Jones, Linda K.; Falkenberg, Eugene
Community Education Research Digest, v5 n1 p49-58 1990
This paper presents findings of a study that examined the effect of community education on citizens' attitudes over the school years 1985-86 through 1987-88. Bronfenbrenner's ecological framework (1979) for describing the interdependency of community relationships was used to assess the impact of the community-education process on citizens' and students' attitudes. Data were collected through a survey of residents, school personnel, service-agency personnel, and students at two schools in Lethbridge School District, Alberta (Canada); interviews with community residents; and observation of community forums. One school was a community school, designed and staffed to follow the Alberta (Canada) Community School guidelines; and the other was a mandated fine-arts elementary school. A significant difference in citizen participation was found to exist among the four ecological system levels (micro, meso, exo, and macro).

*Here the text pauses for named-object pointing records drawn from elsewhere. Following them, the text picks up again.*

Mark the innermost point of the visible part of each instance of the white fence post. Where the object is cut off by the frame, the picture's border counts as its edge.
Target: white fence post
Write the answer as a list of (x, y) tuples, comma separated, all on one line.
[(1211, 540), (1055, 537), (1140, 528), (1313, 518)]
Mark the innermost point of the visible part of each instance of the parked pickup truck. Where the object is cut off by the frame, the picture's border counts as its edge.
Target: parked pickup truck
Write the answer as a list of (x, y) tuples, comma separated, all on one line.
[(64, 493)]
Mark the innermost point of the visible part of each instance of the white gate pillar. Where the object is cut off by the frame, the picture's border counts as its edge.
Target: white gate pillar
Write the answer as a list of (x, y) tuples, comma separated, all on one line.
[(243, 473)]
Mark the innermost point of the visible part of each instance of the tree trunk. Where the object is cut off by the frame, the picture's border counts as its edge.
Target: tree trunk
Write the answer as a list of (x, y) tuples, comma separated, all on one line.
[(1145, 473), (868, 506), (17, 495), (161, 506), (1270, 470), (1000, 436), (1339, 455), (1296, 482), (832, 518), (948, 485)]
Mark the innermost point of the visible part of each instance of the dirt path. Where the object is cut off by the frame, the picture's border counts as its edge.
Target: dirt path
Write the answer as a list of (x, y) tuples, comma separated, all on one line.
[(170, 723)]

Community education appeared to affect citizens' attitudes differently, depending on the ecological distance of the relationships between citizens and the school process. The ecological model was successful in differentiating citizens' and students' attitudes toward their relationships with the school process. The model generated moderately significant results when used to determine differences between the community schools and the control school. A tentative conclusion is that the ecological model was effective in describing the neighborhood school environments and in assessing how and to what extent the school process interacts with students; it was moderately effective in assessing the effect of school process on citizens. Two figures and six tables are included. (LMI)
Publication Type: Reports - Research; Journal Articles
Education Level: N/A
Audience: N/A
Language: English
Sponsor: Social Sciences and Humanities Research Council of Canada, Ottawa (Ontario).